Design and operate the data backbone for advanced AI systems in a remote-first environment. This role is central to building and scaling data infrastructure that powers retrieval-augmented generation (RAG), agent memory, knowledge graphs, and AI observability on AWS.
What You’ll Do
- Build and maintain scalable pipelines for ingesting and integrating structured, unstructured, and multi-modal data from databases, documents, APIs, and event streams—ensuring data is secure, governed, and ready for AI use.
- Develop retrieval systems using vector databases, hybrid search (vector + keyword), and graph-based knowledge models, with a focus on optimizing data structure for high-quality results.
- Design and manage agent memory pipelines that capture AI system signals—traces, feedback, evaluations, and usage patterns—to support observability and ongoing model improvement.
- Implement data quality, validation, and monitoring frameworks across production workflows, enforcing access controls, lineage tracking, and compliance with security standards.
- Optimize AI data pipelines for reliability, performance, and cost-efficiency, applying resilient processing patterns and observability practices.
- Support evaluation frameworks for AI systems, enabling benchmarking, offline testing, and long-term performance tracking of retrieval and agent behaviors.
- Lead platform improvements by defining clear data contracts between services, reducing dependencies, and enhancing developer experience across AI systems.
What We’re Looking For
- Proven experience in software engineering with a focus on building maintainable, testable, and end-to-end systems.

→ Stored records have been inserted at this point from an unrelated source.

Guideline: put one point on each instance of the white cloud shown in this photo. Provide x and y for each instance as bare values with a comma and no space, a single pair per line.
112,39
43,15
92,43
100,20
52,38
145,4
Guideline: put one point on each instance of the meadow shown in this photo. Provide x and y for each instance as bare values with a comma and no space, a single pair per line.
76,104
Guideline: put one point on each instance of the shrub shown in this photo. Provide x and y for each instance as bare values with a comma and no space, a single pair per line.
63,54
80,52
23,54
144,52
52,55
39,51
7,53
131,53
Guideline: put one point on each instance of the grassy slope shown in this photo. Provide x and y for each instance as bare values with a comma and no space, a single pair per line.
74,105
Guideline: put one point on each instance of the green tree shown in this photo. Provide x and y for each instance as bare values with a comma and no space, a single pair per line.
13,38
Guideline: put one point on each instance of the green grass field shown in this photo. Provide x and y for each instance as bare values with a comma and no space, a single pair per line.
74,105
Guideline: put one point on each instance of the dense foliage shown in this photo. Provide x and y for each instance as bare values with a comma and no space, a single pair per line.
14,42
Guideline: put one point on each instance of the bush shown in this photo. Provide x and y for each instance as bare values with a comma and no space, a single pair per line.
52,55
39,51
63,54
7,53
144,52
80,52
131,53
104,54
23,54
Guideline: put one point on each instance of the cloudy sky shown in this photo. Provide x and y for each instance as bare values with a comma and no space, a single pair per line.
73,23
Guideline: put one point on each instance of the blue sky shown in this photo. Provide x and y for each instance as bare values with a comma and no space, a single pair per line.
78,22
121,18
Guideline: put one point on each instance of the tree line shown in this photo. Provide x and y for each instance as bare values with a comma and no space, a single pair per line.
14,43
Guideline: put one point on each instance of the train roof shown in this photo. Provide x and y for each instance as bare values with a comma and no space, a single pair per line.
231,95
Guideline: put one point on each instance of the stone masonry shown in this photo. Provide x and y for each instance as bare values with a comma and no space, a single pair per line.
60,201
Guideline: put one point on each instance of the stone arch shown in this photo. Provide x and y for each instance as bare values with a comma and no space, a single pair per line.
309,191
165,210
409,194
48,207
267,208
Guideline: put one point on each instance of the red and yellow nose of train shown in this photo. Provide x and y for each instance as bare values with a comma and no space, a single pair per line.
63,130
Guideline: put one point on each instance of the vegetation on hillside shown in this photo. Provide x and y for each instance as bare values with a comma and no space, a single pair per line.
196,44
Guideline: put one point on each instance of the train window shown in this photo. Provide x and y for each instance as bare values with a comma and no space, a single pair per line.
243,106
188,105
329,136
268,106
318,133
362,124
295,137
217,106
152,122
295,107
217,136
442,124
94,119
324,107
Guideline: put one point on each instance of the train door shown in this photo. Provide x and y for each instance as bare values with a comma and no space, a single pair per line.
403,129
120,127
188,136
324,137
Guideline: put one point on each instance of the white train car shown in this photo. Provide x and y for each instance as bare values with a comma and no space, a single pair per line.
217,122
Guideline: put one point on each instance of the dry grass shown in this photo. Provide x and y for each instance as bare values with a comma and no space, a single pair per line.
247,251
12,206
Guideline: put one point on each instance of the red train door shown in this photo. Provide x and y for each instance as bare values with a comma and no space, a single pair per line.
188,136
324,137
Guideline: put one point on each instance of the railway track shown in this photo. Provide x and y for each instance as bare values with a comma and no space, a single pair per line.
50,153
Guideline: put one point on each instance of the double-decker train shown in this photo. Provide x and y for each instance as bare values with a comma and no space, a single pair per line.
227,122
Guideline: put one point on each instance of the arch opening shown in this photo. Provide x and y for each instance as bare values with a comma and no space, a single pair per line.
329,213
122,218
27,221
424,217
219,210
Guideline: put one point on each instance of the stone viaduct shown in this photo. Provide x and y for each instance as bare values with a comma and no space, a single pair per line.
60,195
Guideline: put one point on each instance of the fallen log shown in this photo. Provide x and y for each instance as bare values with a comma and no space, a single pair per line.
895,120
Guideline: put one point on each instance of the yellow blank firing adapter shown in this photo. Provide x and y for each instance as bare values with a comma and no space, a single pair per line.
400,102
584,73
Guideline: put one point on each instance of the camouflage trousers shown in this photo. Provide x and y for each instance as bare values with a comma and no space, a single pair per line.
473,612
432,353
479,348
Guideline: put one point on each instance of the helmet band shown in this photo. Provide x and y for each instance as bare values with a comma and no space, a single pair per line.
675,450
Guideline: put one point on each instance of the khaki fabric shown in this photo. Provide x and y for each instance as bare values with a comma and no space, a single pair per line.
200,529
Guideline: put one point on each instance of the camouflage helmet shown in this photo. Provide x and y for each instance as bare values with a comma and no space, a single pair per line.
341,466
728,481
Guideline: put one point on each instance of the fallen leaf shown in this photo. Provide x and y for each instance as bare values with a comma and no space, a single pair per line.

- Hands-on work with distributed systems—async processing, retry logic, failure handling, and eventual consistency.
- Production experience with AI data pipelines: embeddings, retrieval workflows, or feedback data processing.
- Familiarity with vector databases, search platforms, or graph-based storage solutions.
- Experience in RAG, hybrid search, or embedding pipelines.
- Knowledge of agent frameworks, agent memory, or orchestration of tool-using AI agents.
- Background in observability data systems—traces, logs, metrics, or feedback loops for AI evaluation.
- Cloud experience on AWS, particularly with storage, messaging, and orchestration services.
- Proficiency with infrastructure as code (CDK preferred; CloudFormation or Terraform acceptable).
- Strong communication and collaboration skills, with a track record of mentoring and improving team engineering practices.
- Fluency in English, both written and verbal.
Preferred Qualifications
- Experience with JVM-based data processing (Java, Kotlin, Scala) and Spark workloads.
- Knowledge of schema evolution and data contract management—versioning, backfills, compatibility.
- Operational focus on pipeline reliability: replay safety, dead-letter queues, reconciliation, and data lineage.
- Experience with CDK, CloudFormation, or Terraform for infrastructure automation.
Work Environment
This is a 100% remote position for candidates based in Colombia, offering a flexible schedule and strong work-life balance. You’ll work within a global SaaS environment that values innovation, independence, and accountability. The role includes a competitive salary above market average, indefinite contract status, and comprehensive benefits including health coverage, life insurance, home office and internet allowances, and a training budget to support your growth.
You’ll join a culture that encourages creativity, continuous learning, and strategic thinking, with opportunities for mentorship, recognition awards, and vacation upgrades after five years of service. We value diverse perspectives and are committed to equitable practices across hiring and team development.